Afuera los dos perros, Pity y Monse, que Gabriela recogió de la calle comienzan a ladrar y el pequeño Martín sale a verlos. Hay un momento de silencio, y Loreto lo rompe con una frase decidora. “La pesadilla no puede terminar si no termina pronto este proceso legal, sino hay responsabilidades”, sostiene. 

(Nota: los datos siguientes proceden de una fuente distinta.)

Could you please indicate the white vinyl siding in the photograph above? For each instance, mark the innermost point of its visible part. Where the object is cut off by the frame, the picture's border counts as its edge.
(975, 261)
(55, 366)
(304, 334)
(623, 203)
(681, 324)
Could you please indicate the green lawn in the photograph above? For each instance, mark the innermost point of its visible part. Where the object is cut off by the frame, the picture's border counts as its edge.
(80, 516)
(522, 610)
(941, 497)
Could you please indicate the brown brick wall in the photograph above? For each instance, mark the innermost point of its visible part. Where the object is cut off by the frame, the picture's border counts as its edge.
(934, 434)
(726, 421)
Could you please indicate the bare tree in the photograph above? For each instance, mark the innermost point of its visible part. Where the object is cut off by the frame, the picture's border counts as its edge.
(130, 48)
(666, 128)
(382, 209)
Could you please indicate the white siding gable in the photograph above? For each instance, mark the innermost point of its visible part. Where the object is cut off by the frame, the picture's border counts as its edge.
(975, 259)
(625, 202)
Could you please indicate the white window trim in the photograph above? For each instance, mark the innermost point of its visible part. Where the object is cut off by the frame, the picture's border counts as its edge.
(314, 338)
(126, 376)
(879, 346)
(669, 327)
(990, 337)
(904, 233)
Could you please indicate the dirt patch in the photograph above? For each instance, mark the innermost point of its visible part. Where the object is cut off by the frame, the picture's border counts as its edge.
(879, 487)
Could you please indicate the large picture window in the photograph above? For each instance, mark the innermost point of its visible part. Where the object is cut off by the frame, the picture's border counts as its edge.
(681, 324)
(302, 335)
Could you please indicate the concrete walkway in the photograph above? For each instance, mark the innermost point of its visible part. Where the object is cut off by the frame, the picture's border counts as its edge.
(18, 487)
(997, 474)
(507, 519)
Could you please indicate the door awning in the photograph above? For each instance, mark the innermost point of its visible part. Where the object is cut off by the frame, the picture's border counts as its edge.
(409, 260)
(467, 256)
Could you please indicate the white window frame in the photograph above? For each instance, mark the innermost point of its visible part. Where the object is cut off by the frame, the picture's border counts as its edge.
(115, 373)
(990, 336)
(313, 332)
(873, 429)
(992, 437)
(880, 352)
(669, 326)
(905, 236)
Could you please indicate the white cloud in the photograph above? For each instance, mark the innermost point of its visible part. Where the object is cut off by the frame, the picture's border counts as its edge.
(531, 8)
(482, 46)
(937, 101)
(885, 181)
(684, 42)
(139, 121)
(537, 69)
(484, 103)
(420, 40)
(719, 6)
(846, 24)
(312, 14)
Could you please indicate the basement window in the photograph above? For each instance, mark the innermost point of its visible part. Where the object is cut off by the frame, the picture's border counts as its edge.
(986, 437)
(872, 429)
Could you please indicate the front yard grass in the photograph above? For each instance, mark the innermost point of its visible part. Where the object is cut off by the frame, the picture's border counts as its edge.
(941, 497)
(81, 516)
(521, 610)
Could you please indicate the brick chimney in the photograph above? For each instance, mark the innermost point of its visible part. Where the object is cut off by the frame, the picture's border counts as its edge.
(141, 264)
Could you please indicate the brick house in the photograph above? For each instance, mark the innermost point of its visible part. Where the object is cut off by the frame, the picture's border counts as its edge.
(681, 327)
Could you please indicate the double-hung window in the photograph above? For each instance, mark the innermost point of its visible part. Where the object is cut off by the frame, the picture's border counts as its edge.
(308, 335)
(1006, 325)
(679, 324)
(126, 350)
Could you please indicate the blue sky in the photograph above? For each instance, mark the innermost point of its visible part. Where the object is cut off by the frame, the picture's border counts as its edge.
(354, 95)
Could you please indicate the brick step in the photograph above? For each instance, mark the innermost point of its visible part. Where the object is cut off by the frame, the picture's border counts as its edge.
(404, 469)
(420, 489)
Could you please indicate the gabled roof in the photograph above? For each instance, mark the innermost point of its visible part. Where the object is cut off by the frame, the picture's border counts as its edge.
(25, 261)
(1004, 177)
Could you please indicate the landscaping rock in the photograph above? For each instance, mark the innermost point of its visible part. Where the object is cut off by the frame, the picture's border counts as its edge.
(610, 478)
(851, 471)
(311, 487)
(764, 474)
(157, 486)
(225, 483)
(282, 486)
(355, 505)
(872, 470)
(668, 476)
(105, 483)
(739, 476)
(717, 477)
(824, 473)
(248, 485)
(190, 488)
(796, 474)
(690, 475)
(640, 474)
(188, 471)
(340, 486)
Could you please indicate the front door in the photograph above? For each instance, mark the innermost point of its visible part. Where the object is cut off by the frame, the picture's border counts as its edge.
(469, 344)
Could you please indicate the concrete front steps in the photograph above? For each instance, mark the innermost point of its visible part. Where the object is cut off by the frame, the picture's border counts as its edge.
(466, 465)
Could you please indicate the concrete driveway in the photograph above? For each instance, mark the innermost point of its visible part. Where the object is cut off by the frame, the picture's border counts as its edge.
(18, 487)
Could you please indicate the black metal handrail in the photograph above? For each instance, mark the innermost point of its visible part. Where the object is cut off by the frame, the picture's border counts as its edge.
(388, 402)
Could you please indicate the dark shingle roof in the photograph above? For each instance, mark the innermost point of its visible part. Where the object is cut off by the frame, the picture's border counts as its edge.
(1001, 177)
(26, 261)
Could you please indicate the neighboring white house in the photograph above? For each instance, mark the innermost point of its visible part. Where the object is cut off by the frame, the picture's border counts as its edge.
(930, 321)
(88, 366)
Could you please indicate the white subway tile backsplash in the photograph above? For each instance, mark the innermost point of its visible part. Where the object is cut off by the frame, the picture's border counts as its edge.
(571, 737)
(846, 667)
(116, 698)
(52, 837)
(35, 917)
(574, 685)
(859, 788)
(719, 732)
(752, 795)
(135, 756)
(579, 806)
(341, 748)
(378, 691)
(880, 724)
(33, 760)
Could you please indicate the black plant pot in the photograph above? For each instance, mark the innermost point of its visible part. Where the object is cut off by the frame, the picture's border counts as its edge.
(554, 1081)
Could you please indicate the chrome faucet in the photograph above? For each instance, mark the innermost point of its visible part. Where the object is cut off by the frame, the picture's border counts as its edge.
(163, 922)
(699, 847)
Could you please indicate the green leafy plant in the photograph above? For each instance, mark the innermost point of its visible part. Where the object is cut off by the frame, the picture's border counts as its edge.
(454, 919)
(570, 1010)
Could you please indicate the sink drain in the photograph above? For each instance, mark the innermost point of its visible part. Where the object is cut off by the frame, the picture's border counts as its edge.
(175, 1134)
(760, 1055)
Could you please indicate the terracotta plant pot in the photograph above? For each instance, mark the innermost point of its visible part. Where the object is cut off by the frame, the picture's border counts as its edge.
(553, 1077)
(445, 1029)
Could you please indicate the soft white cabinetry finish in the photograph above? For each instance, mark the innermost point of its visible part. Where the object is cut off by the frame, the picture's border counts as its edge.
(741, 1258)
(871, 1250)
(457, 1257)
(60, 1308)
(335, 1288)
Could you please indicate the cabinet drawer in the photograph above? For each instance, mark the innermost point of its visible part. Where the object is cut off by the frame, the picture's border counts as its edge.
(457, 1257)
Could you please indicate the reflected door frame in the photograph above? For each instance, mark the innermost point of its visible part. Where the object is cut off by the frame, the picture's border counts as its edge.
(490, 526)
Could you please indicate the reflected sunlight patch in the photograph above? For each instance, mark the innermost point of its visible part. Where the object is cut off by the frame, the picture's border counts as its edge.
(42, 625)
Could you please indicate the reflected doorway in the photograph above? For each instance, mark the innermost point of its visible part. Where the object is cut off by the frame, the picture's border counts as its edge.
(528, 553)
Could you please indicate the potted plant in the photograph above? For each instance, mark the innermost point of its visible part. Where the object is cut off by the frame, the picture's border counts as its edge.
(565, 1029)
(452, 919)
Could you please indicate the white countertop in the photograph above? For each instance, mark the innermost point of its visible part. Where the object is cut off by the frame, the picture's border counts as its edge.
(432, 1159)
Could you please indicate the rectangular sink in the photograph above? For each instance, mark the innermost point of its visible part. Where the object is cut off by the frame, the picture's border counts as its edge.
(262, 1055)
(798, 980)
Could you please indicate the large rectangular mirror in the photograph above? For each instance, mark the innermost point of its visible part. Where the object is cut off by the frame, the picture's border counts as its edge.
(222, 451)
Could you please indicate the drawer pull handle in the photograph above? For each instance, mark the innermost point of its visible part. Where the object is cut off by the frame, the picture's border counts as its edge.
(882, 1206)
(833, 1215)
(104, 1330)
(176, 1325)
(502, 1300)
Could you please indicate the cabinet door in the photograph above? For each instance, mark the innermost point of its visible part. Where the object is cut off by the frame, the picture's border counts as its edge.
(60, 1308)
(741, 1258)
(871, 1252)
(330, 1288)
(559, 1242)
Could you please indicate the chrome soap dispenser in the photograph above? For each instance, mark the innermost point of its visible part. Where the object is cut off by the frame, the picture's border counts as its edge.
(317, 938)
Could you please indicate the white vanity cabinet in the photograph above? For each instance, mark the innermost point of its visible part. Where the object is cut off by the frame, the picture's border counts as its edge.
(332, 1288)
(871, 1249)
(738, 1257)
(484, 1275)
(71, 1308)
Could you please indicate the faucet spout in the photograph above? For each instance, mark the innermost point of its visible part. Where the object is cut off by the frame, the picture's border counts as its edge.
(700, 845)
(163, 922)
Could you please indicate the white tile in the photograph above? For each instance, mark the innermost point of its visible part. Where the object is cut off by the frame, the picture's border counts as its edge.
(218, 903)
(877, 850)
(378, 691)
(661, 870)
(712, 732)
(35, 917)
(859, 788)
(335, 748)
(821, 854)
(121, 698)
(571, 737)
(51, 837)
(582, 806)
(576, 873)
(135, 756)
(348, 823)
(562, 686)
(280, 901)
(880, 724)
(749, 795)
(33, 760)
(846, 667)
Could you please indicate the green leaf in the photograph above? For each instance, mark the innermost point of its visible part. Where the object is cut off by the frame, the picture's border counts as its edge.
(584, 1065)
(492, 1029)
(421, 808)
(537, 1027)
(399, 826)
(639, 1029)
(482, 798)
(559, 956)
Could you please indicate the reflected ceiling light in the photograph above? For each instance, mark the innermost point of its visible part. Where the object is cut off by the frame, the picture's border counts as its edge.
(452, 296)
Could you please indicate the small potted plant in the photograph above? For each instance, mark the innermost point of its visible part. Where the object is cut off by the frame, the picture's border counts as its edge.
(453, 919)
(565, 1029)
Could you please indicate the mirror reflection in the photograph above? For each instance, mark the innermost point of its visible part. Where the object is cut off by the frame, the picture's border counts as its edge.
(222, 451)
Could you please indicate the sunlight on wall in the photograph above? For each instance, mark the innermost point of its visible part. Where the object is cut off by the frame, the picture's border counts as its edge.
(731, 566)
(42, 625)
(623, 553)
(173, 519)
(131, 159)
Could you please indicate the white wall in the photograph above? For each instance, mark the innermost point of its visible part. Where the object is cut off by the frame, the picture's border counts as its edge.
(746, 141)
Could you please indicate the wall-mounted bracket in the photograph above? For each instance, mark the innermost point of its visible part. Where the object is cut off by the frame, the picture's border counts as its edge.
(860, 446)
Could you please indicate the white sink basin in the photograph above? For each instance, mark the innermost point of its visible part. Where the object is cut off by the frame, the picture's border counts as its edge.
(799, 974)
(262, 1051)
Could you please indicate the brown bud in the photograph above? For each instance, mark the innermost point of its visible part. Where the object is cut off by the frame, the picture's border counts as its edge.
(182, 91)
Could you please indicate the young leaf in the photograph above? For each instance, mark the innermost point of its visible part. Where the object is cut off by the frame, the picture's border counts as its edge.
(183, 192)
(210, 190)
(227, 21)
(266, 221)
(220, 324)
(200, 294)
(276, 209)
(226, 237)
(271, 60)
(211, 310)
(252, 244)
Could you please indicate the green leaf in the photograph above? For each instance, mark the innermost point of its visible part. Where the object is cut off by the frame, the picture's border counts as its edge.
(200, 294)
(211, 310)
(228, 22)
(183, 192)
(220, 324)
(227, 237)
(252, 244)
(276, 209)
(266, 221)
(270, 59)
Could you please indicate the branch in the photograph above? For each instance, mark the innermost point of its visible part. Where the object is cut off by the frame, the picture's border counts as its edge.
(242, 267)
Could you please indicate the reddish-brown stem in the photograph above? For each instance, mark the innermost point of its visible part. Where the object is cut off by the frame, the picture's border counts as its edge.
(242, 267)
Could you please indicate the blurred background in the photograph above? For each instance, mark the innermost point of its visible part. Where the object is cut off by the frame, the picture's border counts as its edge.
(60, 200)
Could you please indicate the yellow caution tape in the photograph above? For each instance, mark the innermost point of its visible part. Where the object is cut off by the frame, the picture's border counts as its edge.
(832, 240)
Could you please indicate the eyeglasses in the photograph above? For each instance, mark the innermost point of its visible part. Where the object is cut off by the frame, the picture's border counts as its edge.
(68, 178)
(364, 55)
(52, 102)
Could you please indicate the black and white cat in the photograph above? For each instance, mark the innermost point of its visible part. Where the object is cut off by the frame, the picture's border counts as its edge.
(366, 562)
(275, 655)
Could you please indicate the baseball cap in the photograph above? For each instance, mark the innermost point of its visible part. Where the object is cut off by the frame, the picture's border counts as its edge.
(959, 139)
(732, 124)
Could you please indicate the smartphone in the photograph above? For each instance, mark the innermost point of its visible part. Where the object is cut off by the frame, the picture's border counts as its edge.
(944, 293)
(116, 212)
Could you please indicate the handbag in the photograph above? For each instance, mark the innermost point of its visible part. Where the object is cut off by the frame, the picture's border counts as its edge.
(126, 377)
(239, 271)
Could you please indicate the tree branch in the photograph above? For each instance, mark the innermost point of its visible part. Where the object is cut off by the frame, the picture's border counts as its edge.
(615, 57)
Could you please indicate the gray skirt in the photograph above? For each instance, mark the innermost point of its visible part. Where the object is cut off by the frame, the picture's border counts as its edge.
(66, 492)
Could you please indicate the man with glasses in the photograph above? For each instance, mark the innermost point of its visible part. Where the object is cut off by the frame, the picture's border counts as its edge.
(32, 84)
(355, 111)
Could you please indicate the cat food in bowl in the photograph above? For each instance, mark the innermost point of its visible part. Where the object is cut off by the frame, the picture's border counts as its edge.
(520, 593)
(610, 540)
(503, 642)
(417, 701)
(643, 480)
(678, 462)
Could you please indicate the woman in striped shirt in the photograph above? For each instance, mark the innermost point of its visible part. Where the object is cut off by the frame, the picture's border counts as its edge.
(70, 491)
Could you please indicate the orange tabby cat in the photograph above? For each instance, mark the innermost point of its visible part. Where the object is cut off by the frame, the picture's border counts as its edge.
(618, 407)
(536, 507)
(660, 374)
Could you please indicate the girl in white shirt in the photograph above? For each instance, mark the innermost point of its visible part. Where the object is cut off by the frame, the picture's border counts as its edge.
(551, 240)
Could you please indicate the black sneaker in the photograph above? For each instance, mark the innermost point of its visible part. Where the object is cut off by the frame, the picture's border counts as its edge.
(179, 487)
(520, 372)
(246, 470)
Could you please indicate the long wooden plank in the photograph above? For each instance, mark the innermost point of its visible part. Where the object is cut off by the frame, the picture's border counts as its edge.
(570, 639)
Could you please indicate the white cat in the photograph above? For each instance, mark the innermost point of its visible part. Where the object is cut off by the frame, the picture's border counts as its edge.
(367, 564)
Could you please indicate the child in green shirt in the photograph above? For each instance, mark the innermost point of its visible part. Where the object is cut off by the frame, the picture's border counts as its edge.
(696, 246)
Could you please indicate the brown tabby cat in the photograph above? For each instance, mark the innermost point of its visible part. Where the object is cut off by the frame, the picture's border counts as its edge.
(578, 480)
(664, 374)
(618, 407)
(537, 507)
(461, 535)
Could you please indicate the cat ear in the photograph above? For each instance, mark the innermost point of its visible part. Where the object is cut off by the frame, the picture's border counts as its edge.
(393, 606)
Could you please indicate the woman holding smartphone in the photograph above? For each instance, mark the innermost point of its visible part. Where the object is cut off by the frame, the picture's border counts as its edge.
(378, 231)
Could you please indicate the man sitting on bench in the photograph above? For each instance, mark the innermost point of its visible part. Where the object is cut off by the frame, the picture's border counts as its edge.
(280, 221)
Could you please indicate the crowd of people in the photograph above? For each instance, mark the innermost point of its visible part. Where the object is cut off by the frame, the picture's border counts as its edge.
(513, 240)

Y es que tras la tragedia estaba desorientada, pero en el mes de marzo se acercó a ella el abogado Kenneth Romero, quien le propuso asesorarla y representarla para “buscar justicia” por la muerte de pequeña. “Aquí mi hija no cometió ninguna imprudencia, ella estaba en la calzada y este conductor no sé qué venía haciendo, o pensando, porque se desvió y pasó por la vereda. Ella alcanzó a cruzar, pero igual la atropelló”, indica. 

Sabe que nada le va a devolver a su hija, “pero la justicia será un alivio para mí, y para mi familia”, asegura. Por ello, presentaron una querella criminal y una civil. “El problema es que el tema ha tardado mucho, y siento que mientras más se alarga, más se alarga también el sufrimiento”, relata la mujer, con lágrimas en los ojos, mientras mira al pequeño Martín, que vuelve a entrar a la casa, corriendo sonriente. “Por él, por él tengo que luchar”, afirma Loreto Díaz.